I am a tenant of a commercial plot in Tejgaon, I have recently received a notice of termination of my lease from my landlord through registered post. However, upon reading the notice, I found out that the notice was issued one month ago but I received it just recently as I changed my office address and it took a while for the people at my previous address to deliver it to me. Hence, I would like to know about the law relating to the service of such notices.
Zafar Ahmed, Dhaka.
Thank you for your important query. Issues related to postal delivery are very common but it is merely analysed as to the importance of the delivery and receipt of notices, letters, etc. and their impact on crucial legal matters. Hence, in order to answer your queries, it is necessary to look into the legal provisions regarding the said matter.
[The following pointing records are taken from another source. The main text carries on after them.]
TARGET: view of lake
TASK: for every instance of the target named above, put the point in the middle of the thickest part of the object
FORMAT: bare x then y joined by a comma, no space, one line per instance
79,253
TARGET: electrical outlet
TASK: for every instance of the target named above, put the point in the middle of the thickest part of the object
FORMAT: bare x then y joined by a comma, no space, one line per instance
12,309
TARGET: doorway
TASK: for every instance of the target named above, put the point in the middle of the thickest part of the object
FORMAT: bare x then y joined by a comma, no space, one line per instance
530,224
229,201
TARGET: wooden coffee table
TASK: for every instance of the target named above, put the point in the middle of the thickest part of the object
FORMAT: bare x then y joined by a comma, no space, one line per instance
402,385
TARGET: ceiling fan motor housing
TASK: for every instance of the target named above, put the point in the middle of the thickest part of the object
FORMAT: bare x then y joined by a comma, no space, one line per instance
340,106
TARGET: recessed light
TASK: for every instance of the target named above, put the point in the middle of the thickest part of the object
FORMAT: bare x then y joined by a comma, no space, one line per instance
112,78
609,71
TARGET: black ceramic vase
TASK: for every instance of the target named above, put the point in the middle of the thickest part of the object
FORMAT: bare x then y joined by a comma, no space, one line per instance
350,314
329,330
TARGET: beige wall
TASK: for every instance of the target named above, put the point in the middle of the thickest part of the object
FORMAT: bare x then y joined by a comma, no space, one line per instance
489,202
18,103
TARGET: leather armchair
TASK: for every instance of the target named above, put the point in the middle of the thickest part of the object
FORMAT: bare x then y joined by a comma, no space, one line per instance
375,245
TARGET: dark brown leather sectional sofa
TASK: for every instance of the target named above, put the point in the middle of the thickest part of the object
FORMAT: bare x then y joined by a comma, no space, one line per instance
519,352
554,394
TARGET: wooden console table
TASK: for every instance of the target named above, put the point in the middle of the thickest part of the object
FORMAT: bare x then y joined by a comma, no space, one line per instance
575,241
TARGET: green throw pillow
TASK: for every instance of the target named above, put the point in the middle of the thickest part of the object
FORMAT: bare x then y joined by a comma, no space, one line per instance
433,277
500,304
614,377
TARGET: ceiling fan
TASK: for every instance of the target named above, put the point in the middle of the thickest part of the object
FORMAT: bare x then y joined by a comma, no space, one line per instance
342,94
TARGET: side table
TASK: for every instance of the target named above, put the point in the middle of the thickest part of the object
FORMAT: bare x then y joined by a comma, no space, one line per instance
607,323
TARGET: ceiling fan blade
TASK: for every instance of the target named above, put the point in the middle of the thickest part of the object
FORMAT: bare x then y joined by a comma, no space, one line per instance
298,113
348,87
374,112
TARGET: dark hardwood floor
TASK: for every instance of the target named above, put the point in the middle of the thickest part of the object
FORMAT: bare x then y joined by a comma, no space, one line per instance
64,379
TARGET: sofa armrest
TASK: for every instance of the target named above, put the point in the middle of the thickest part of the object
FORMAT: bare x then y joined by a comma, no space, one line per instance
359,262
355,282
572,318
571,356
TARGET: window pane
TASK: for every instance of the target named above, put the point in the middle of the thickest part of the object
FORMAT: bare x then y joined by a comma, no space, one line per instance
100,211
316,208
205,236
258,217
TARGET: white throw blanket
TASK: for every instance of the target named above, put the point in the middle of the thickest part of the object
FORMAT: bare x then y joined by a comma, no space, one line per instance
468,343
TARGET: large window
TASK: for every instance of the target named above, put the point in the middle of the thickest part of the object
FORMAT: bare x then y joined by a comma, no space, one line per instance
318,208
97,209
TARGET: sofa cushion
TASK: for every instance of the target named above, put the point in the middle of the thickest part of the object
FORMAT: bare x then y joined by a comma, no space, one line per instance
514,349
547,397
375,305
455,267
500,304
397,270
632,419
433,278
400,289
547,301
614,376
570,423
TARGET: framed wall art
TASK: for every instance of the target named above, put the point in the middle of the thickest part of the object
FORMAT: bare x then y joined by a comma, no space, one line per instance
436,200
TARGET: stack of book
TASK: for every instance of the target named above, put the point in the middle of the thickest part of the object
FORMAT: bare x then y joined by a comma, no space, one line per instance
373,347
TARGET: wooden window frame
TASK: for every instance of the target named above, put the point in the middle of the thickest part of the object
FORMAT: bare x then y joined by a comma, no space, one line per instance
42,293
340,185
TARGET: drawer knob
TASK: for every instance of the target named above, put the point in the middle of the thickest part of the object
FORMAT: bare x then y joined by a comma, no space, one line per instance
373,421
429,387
As per Section 27 of the General Clauses Act 1897, “[w]here any [Act of Parliament] or Regulation made after the commencement of this Act authorises or requires any document to be served by post, whether the expression “serve” or either of the expressions “give” or “send” or any other expression is used, then, unless a different intention appears, the service shall be deemed to be effected by properly addressing, pre-paying and posting by registered post, a letter containing the document, and, unless the contrary is proved, to have been effected at the time at which the letter would be delivered in the ordinary course of post.”
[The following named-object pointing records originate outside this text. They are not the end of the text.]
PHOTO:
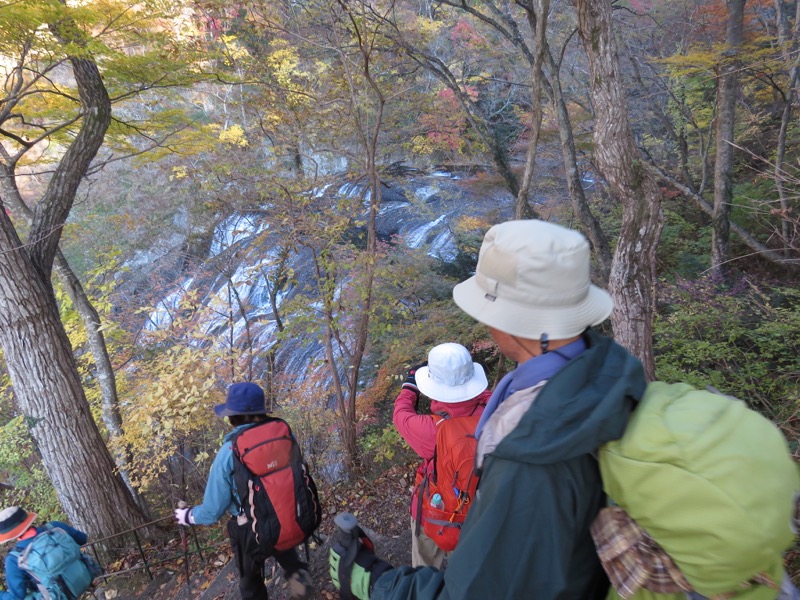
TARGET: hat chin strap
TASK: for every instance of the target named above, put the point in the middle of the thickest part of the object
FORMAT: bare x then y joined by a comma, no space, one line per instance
543,343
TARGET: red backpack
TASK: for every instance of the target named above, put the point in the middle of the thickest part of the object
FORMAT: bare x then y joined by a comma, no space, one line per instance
278,497
452,475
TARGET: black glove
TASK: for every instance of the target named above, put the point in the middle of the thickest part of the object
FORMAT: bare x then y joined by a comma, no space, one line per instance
354,568
411,380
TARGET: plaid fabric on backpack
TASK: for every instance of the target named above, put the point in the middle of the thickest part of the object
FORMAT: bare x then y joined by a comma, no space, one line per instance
708,482
56,564
279,499
451,475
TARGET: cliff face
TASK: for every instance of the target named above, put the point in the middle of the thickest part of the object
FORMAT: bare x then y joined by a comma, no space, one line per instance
245,295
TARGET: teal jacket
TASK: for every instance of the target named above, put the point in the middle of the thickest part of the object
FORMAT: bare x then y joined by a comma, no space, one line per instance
527,534
220,494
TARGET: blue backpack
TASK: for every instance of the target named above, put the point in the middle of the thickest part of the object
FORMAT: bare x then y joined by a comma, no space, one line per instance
55,562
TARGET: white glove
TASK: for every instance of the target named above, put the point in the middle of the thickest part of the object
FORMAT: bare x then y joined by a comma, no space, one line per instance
184,516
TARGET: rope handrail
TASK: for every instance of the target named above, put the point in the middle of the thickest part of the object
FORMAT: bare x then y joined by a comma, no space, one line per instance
93,544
Thus, the law above delineates that in order for a service [of notice, letter, etc.] to be effective, proper addressing, pre-payment and postal by registered post must have taken place, and it shall be deemed to have been effected at a time expected to have been delivered in the ordinary course of posting. However, the question as to determining the time of delivery is to be established. Therefore, section 27 is a presumption and this presumption under section 27 is rebuttable and the burden of proof lies on the addressee (in the given scenario, you) of the notice. Note that this legal provision does not exclude evidence in rebuttal of the presumption.
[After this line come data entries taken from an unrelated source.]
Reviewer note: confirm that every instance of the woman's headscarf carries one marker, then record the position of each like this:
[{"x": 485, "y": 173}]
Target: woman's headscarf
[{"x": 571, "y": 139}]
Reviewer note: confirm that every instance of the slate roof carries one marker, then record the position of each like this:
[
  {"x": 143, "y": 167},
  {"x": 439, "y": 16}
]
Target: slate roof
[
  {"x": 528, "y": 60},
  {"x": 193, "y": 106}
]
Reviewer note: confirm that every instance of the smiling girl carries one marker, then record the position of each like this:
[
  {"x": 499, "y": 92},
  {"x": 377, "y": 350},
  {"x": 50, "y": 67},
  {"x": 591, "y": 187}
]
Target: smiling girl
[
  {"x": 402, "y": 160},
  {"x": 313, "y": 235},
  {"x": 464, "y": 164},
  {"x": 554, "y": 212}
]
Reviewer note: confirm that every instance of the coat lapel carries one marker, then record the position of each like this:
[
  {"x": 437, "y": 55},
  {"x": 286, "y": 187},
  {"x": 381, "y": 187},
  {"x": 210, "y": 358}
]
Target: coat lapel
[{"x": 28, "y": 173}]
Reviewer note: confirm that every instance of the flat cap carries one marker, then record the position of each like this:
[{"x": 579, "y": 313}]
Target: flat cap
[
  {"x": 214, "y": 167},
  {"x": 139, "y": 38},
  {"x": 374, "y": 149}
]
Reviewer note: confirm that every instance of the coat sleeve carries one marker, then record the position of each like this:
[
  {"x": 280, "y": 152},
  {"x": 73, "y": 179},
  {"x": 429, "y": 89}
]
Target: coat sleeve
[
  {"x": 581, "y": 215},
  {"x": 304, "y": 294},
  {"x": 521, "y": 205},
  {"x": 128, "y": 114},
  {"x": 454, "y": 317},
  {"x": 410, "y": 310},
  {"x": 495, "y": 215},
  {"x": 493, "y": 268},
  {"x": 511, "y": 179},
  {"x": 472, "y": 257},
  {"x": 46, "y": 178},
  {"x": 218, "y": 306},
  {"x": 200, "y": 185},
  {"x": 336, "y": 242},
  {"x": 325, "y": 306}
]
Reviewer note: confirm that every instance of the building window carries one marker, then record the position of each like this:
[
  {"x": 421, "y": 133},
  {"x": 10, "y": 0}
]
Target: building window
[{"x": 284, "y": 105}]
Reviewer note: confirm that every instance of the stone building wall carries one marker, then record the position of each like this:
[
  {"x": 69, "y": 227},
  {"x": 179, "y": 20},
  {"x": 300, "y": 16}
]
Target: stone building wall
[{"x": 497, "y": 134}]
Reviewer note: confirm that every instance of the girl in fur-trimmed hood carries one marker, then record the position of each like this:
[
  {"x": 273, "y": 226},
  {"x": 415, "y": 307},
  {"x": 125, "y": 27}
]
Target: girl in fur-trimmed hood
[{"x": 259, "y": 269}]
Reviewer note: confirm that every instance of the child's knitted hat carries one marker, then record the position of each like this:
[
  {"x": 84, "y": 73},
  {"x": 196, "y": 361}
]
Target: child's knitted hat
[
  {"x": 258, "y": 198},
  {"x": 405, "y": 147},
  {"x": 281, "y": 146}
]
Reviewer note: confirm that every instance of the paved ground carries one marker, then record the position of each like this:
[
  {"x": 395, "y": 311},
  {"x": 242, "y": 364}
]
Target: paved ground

Furthermore, as per section 114 of the Evidence Act 1872, “the court may presume the existence of any fact which it thinks likely to have happened, regard being had to the common course of natural events, human conduct and public and private business, in their relation to the facts of the particular case.” Hence, in the absence of evidence in rebuttal, the fact is proved and no other evidence is necessary to prove it. You may, however, prove with burden of proof lying on you, that it never reached you. If you deny its receipt, or there is evidence in rebuttal, the Court may even then not accept it as being sufficient to rebut the strong presumption. As per Nurul Islam (Md) v Md Ali Hossain Miah being dead his heir Amir Hossain 50 DLR (AD)114, notice sent to the tenant by post at the address of the suit premises having been returned unserved with the remark of the postal authority ‘left’ was presumed to be good service. As per Dr. Jamshed Bakht v Md Kamaluddin 1981 BLD 97, mere denial of the tenant that he did receive the notice or that the notice was not tendered to him is not sufficient to rebut the presumption. Furthermore, the Supreme Court has held that where the landlord sent a notice to the tenant to terminate the tenancy, through registered post to the correct address, he must be held to have complied with the statutory requirement and the notice will be valid even if it is returned unserved. However, note that mere dispatch of notice does not amount to ‘giving’ of notice. When a notice is sent by registered post it should be delivered personally to the lessee or to one of his family or servants.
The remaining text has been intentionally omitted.